Reagindo a estes pronunciamentos os movimentos sociais do campo se mobilizaram e saíram às ruas, pressionou o Congresso Nacional, o Executivo e garantiram uma sobrevida ao MDA e ao Incra.

 

Porém, os tempos são de cobras que voam. A palavra não-dita afeta o discurso. O governo foi minando a força das organizações do campo. Os projetos de assentamentos foram sendo questionados. Os números foram sumindo dos sites oficiais. As metas não se realizavam. Os percentuais se reduzindo. Os recursos minguando. As verbas para a reforma agrária crescem nas mesmas proporções que aumentam os acampamentos na beira das estradas. Um paradoxo que só pode ser resolvido por meio do compartilhamento na busca das soluções.

 

As lideranças sociais se desdobram em audiências para manter um número mínimo de assentamentos para suas bases. Batem à porta do MDA/Incra, são bem recebidos, mas os processos continuam engavetados. As reuniões se multiplicam como se inimigos travassem uma disputa feroz. Os gestores esperam vencer os movimentos sociais pelo cansaço. A fraternidade foi minada pela desconfiança ou pela falsa confiança.

 

O governo, que de início financiava as mobilizações das organizações sociais, em um dado momento começou a recuar. As mobilizações auxiliavam o governo esquerdo-liberal a projetar políticas que sem apoio social teriam dificuldades de ser implementadas.

 

As elites agrárias sempre se opuseram a realização de uma reforma agrária ampla e massiva.
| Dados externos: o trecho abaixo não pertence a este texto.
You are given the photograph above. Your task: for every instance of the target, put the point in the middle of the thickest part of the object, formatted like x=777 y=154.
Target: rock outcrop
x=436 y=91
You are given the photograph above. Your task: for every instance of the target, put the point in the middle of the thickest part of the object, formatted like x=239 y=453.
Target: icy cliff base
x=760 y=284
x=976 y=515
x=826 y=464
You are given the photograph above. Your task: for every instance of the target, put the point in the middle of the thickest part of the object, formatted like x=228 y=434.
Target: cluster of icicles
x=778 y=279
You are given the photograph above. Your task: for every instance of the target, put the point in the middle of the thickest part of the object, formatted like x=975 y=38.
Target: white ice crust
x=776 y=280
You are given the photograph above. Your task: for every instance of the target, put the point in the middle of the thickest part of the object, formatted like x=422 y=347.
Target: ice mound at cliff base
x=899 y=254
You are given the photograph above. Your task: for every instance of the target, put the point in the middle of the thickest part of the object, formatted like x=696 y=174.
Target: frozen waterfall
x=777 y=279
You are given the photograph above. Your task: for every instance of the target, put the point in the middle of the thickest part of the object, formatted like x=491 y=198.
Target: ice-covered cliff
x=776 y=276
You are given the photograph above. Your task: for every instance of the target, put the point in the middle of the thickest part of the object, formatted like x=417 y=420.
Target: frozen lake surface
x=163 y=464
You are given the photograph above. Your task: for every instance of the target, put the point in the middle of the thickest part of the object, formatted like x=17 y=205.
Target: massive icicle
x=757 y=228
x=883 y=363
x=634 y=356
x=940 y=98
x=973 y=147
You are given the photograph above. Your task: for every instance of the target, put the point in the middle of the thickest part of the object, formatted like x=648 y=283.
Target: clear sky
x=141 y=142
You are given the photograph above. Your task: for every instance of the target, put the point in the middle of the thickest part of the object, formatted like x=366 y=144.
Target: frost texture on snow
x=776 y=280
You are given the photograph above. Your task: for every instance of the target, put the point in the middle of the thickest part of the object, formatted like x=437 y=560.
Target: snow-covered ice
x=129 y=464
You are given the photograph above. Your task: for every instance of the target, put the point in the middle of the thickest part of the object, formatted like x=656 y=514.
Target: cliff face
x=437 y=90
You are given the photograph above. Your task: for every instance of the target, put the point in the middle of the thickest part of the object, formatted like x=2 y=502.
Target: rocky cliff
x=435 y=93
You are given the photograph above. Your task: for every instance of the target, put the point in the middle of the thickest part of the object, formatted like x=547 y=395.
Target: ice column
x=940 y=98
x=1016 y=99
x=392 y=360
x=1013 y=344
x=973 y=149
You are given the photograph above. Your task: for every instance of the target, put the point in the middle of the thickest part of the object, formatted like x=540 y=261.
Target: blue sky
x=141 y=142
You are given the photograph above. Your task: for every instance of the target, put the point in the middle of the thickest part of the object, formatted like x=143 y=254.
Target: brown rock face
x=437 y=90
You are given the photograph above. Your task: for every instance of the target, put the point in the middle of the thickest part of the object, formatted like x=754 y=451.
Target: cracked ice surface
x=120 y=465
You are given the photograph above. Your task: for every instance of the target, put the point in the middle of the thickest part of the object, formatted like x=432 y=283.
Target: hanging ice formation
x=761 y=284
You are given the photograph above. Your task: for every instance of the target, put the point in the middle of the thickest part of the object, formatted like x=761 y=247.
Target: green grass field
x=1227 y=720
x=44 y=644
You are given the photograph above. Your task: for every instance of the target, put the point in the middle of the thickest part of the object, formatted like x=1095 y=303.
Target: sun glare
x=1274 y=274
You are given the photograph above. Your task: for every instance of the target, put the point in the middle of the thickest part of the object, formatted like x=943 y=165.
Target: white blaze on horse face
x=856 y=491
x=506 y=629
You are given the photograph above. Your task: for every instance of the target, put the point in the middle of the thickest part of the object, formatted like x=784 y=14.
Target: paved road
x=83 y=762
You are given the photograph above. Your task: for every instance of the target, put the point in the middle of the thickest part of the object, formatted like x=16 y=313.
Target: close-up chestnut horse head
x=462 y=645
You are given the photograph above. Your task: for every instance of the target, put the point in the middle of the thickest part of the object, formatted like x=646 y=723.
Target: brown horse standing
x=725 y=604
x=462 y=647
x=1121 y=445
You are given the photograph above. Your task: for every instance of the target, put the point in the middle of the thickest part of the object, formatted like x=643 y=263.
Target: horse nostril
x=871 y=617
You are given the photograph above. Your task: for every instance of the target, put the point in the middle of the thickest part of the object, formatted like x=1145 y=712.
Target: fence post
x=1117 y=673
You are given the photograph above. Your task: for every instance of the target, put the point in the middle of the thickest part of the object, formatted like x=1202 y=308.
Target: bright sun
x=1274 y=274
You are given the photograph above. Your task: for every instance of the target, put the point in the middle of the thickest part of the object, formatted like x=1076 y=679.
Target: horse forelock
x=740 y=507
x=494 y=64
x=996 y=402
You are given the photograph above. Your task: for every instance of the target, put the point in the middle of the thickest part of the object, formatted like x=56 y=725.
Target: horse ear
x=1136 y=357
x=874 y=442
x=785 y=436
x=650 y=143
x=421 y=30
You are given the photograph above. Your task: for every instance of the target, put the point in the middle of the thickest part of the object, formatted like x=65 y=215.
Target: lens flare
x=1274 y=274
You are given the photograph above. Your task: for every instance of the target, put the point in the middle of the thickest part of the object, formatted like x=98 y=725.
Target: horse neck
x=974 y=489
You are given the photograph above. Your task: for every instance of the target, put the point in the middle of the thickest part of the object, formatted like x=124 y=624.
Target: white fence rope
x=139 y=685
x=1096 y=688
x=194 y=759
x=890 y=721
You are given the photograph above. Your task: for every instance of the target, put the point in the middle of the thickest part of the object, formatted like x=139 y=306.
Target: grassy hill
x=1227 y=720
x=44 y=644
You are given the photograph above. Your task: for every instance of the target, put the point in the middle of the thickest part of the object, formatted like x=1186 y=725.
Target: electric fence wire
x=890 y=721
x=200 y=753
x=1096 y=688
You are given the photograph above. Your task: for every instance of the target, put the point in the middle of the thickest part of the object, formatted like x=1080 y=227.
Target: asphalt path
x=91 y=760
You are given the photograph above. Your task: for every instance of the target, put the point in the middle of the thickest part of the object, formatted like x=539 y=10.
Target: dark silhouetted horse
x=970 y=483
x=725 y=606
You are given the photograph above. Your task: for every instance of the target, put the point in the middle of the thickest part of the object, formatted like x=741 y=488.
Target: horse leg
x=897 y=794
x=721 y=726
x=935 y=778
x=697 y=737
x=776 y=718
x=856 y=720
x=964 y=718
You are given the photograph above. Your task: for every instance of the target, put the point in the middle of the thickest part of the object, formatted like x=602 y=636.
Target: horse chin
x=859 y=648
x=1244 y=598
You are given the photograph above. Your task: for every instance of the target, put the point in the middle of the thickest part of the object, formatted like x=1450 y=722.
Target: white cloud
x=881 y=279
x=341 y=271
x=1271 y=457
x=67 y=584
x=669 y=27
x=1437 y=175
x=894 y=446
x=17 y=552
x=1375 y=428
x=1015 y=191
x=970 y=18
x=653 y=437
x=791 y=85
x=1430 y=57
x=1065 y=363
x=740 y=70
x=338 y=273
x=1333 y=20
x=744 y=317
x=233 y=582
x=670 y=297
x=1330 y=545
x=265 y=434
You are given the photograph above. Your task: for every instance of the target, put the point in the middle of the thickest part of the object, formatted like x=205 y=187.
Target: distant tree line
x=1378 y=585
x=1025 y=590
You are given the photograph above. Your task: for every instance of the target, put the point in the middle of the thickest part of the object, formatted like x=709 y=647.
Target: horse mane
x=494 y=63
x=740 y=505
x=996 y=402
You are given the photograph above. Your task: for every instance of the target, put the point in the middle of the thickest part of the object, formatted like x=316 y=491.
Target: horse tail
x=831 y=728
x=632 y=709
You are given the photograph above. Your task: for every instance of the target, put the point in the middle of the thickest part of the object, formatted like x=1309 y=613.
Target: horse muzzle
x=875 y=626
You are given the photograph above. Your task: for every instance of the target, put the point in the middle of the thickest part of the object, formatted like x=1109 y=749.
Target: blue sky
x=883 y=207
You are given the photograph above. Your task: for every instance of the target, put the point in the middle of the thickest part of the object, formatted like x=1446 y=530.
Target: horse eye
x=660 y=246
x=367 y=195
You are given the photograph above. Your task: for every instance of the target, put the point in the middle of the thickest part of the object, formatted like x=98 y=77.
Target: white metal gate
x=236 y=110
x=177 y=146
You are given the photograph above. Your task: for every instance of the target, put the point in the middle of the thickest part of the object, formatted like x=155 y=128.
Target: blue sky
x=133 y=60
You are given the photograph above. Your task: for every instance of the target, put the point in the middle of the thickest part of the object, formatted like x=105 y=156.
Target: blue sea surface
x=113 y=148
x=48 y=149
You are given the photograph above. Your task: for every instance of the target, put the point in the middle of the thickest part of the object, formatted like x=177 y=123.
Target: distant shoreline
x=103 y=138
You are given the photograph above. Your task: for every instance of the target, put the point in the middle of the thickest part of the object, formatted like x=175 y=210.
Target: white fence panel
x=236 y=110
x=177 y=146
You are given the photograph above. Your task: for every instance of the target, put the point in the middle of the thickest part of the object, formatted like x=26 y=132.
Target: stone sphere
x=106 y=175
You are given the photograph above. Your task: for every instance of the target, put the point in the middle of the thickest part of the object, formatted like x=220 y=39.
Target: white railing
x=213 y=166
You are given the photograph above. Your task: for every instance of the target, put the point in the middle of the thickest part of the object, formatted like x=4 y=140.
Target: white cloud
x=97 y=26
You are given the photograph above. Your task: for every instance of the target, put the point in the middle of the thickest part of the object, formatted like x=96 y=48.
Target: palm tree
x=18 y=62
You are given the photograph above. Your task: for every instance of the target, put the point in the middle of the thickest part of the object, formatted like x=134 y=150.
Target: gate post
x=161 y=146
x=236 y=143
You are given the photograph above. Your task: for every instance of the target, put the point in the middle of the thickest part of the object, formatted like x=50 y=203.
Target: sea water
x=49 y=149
Bastava o governo aventar a possibilidade de executá-la que a memória de Jango ressurgia nas manchetes do dia. Políticas como as da terra não foram realizadas no primeiro mandato e dificilmente serão recuperadas no segundo mandato. Naquele contexto, os financiamentos não eram gastos inúteis, era um investimento do governo para conseguir um aval às suas boas intenções.

 

No início do segundo mandato, as bases começaram a perceber que a terra foi ficando cada vez mais distante dos seus sonhos. A realidade passou a ser o acampamento. As explicações das lideranças começaram a ser contestadas. As bases avançam na sua compreensão da realidade política no mesmo compasso latino-americano.

 

Com o Plano de Aceleração do Crescimento (PAC), o governo deixa claro o modelo no qual acredita. Não será a reforma agrária um dos motores do desenvolvimento. Não será a reforma agrária do século XXI que vai liberar as forças produtivas do campo, tal como no século XIX. Aliás, a reforma agrária brasileira inverte este conceito: concentrar a mão-de-obra produtiva no campo para produzir mais com agregação de valor. É o retorno do campesinato moderno e não a sua fuga para a cidade.

 

Para garantir a execução do seu modelo o Executivo faz uma opção: prefere perder o apoio dos movimentos sociais, do que perder o apoio da base de sustentação parlamentar. O governo precisa desesperadamente deste apoio para aprovar os projetos do PAC. Assim, ele rifa os antigos companheiros e companheiras de jornada no momento que percebe que seus interesses são distintos.

 

Esta opção sangra as bases dos movimentos. Desatina as lideranças. Obriga-as a recuperar a memória esquecida das antigas práticas. Os movimentos estão despertando e buscam reconquistar a opinião pública. Perceberam, a tempo, que ficar dependente do governo não ajuda a avançar a luta. Cada qual desempenha uma função específica na vida da sociedade.

 

Por isso, o Fórum Nacional pela Reforma Agrária e Justiça no Campo (FNRA) vai relançar a campanha pelo limite da propriedade. Esta campanha foi suspensa para atender um pedido do então candidato a presidente da República, Luis Inácio Lula da Silva, em 2003. Para não provocar constrangimentos eleitorais à elite rural e urbana, o FNRA aceitou o pedido.

 

Ao se submeter a tal pedido, rebaixou a política da reforma agrária e apostou na identidade ideológica do candidato. Assim, colocou em risco a confiança das bases. Agora, busca recuperar o campo perdido.

 

Em tempos de cobras voadoras, os sapos aprendem a fazer gaiola.

 

 

Edélcio Vigna é assessor para políticas de Reforma Agrária e Soberania Alimentar do INESC (Instituto de Estudos Socioeconômicos).